A patient attends 10 days after a nasal injury. Is it too late for MUA?
Potentially. The accepted window for MUA is generally within 14 days of injury, ideally performed at 5 to 10 days once the acute swelling has resolved. At 10 days, there may still be sufficient mobility, but this depends on individual healing. The patient should be seen urgently by the ENT team for assessment — do not simply discharge them. If the bones have already united (a bridge of fibrous callus begins forming from around day 10 to 14), the patient may require a formal rhinoplasty at a later date.
How would you differentiate a simple nasal fracture from a more complex mid-facial fracture on assessment?
This is a common ST3 viva question. Simple nasal fractures are limited to the nasal bones and possibly the septum. Red flags for complex mid-facial fractures include: diplopia or restricted eye movements (orbital blow-out or ZMC fracture), enophthalmos (sunken globe), infraorbital nerve numbness, flattening of the malar eminence, a palpable step deformity along the orbital rim or zygomatic arch, CSF rhinorrhoea, and a mobile maxilla (Le Fort fractures). Any of these findings warrant CT imaging and multidisciplinary input from OMFS or plastics.
How would you manage a confirmed septal haematoma at 2 am when no ENT senior is immediately available?
A septal haematoma is a surgical emergency. Contact the ENT registrar on-call immediately — they should attend. While awaiting assistance, ensure appropriate analgesia is prescribed. The procedure involves making a small incision through the mucoperichondrium over the most dependent part of the haematoma (usually under local anaesthesia with a fine blade), evacuating the blood, then packing the nose bilaterally or placing a through-and-through quilting suture to prevent re-accumulation. A broad-spectrum antibiotic (e.g. co-amoxiclav) should be prescribed to prevent secondary infection.

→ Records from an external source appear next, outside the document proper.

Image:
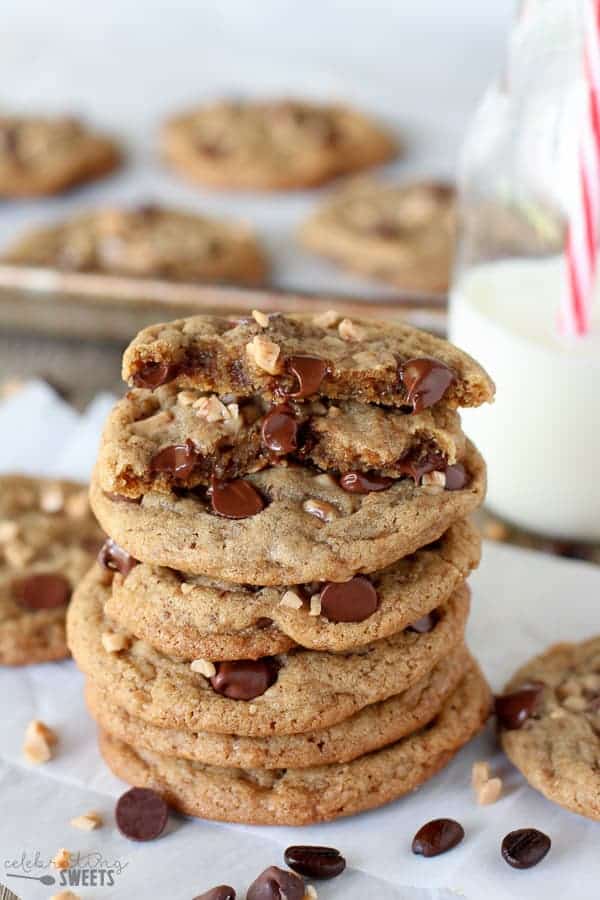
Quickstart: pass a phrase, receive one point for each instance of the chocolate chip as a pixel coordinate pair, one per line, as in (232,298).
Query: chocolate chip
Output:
(525,847)
(152,375)
(315,862)
(113,557)
(309,371)
(276,884)
(437,836)
(221,892)
(245,679)
(235,499)
(349,601)
(456,477)
(178,460)
(141,814)
(280,429)
(426,381)
(43,591)
(359,483)
(426,623)
(515,708)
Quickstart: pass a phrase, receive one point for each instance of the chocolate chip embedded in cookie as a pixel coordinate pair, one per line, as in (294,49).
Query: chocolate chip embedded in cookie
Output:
(550,724)
(48,538)
(146,241)
(305,691)
(403,234)
(371,728)
(302,796)
(176,613)
(183,438)
(45,155)
(272,145)
(361,360)
(286,542)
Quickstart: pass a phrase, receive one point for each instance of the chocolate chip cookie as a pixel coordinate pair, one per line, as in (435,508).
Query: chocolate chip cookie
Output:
(46,155)
(191,617)
(146,241)
(372,728)
(171,438)
(272,145)
(403,234)
(303,796)
(549,721)
(296,357)
(264,529)
(48,538)
(287,694)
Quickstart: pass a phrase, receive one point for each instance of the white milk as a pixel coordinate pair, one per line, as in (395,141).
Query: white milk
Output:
(541,437)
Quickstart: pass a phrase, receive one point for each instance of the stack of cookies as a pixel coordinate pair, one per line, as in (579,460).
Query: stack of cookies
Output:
(274,632)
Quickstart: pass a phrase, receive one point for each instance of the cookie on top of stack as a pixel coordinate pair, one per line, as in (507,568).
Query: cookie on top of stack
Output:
(274,632)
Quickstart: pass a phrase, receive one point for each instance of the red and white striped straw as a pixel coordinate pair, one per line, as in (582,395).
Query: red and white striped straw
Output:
(582,228)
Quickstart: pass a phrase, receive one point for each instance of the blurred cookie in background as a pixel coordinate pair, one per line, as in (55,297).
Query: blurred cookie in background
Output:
(403,234)
(146,241)
(42,155)
(274,144)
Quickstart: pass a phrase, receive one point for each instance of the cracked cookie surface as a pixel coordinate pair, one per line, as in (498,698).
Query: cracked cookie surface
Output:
(146,241)
(272,145)
(48,540)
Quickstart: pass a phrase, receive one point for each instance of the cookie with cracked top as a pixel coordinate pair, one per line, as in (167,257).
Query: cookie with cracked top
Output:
(287,694)
(263,529)
(147,241)
(272,144)
(304,796)
(191,617)
(42,155)
(403,234)
(297,356)
(48,539)
(549,718)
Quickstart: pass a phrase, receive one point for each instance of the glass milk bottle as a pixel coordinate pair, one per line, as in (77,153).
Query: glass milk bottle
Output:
(520,170)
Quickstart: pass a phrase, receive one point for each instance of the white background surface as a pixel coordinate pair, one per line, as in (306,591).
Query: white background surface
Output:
(521,603)
(126,64)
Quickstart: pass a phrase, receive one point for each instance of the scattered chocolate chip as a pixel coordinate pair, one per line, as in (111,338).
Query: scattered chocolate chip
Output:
(221,892)
(426,623)
(245,679)
(152,375)
(43,591)
(359,483)
(178,460)
(456,477)
(309,371)
(515,708)
(525,847)
(315,862)
(235,499)
(276,884)
(426,381)
(280,429)
(349,601)
(141,814)
(437,836)
(113,557)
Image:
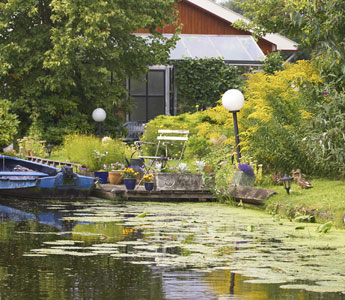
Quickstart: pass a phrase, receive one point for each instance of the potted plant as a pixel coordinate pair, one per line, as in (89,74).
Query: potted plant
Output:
(178,178)
(101,173)
(244,175)
(148,181)
(115,173)
(130,175)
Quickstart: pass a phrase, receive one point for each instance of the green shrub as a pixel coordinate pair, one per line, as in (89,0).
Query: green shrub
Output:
(8,124)
(273,121)
(325,140)
(202,81)
(82,149)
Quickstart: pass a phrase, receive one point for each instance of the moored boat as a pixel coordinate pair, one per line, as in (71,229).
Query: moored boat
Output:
(26,179)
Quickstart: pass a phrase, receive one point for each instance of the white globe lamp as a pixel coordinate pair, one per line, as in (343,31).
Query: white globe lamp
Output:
(99,116)
(233,101)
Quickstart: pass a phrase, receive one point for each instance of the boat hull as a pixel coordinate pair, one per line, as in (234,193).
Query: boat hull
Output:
(36,184)
(46,193)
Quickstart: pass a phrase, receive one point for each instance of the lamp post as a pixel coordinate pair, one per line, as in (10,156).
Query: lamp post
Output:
(99,116)
(233,101)
(286,179)
(49,149)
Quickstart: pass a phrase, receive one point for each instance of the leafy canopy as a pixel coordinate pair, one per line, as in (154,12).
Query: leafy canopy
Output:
(317,24)
(59,60)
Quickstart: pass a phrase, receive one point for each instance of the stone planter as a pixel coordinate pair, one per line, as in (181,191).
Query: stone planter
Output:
(149,186)
(102,176)
(115,177)
(130,183)
(241,178)
(178,181)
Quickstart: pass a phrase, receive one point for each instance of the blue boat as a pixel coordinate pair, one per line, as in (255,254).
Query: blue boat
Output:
(26,179)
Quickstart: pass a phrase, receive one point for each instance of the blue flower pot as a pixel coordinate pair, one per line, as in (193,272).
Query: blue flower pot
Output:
(148,186)
(130,183)
(102,177)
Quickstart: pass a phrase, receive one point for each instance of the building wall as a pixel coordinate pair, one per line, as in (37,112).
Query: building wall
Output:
(198,21)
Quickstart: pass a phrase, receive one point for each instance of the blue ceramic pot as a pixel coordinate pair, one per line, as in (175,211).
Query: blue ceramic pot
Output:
(103,177)
(148,186)
(130,183)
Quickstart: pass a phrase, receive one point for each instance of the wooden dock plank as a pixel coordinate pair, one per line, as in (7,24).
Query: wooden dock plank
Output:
(109,191)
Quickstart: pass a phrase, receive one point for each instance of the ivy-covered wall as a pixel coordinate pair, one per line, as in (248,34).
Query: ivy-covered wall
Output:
(201,82)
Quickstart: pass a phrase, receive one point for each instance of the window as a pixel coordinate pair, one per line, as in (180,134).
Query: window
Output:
(147,94)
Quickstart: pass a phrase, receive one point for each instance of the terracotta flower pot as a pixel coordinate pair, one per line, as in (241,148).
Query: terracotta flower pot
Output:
(148,186)
(115,177)
(103,176)
(130,183)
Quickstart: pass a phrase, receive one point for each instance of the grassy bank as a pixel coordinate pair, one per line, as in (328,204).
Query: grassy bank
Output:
(325,201)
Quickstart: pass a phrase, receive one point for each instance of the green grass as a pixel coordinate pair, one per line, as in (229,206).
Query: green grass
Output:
(325,200)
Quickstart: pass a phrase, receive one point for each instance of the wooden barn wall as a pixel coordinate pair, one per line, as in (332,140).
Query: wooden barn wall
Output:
(198,21)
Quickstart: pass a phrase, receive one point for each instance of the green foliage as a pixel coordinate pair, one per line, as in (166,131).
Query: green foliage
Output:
(205,128)
(325,140)
(198,146)
(8,124)
(273,62)
(274,120)
(59,60)
(202,81)
(318,24)
(81,149)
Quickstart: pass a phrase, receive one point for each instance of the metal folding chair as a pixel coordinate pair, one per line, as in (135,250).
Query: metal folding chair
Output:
(165,139)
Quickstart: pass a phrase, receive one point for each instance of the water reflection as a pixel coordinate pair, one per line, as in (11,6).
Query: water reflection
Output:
(102,250)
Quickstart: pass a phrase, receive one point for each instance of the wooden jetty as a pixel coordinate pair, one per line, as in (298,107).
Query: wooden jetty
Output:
(119,192)
(248,195)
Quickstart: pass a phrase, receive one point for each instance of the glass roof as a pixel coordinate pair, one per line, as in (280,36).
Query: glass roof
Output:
(235,49)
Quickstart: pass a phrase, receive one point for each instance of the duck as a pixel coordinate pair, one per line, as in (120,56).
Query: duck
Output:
(301,181)
(276,177)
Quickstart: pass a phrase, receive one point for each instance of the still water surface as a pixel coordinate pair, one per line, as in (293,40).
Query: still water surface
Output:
(104,250)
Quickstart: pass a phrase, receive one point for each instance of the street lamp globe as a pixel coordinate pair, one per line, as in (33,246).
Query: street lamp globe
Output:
(233,100)
(99,115)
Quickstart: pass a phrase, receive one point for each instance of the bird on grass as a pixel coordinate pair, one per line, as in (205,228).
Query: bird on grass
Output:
(301,181)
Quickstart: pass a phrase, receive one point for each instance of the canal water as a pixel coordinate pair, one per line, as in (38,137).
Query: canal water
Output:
(100,249)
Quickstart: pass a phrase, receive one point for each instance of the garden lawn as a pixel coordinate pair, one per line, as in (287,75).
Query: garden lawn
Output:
(325,201)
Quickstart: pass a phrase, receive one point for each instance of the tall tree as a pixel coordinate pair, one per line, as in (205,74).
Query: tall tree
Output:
(318,24)
(61,59)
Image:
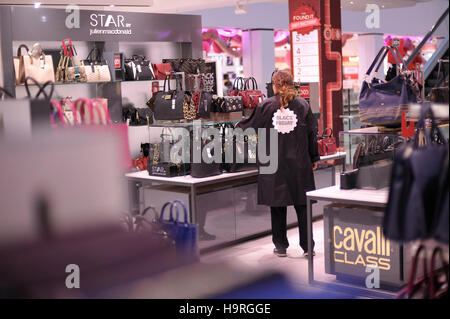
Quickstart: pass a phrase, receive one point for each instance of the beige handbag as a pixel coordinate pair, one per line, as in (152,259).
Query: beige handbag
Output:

Do not attempt the procedure alone without ENT supervision if you have not been trained in it.
What advice do you give a patient at discharge after a nasal fracture?
Discharge advice should include: apply ice (wrapped in a cloth, not directly on skin) for 10 minutes at a time to reduce swelling; take regular analgesia as prescribed; do not blow the nose — this can force air into the periorbital tissues causing surgical emphysema, particularly if there is a skull base fracture; avoid contact sports for at least six weeks; return immediately if they develop increasing nasal swelling, particularly on the septum (possible haematoma), visual changes, or clear fluid from the nose; and attend their ENT follow-up appointment in 5 to 7 days.
References
- ENT UK. Epistaxis and Nasal Trauma Guidelines. ENT UK Clinical Standards Committee; 2021.
- Rajapaksa SP, Murrant N. Nasal fractures: a guide to management. Trends in Urology & Men's Health. 2012;3(2):26–29.
- Mondin V, Rinaldo A, Ferlito A. Management of nasal bone fractures. Am J Otolaryngol. 2005;26(3):181–185.
- Fattahi T, Steinberg B, Fernandes R, et al. Repair of nasal complex fractures and the need for secondary septo-rhinoplasty. J Oral Maxillofac Surg. 2006;64(12):1785–1789.
- Burm JS, Oh SJ. Septal hematoma and abscess after nasal trauma. Clin Plast Surg. 1992;19(1):97–102.
- Murray JA, Maran AG. The treatment of nasal injuries by manipulation. J Laryngol Otol. 1980;94(12):1405–1410.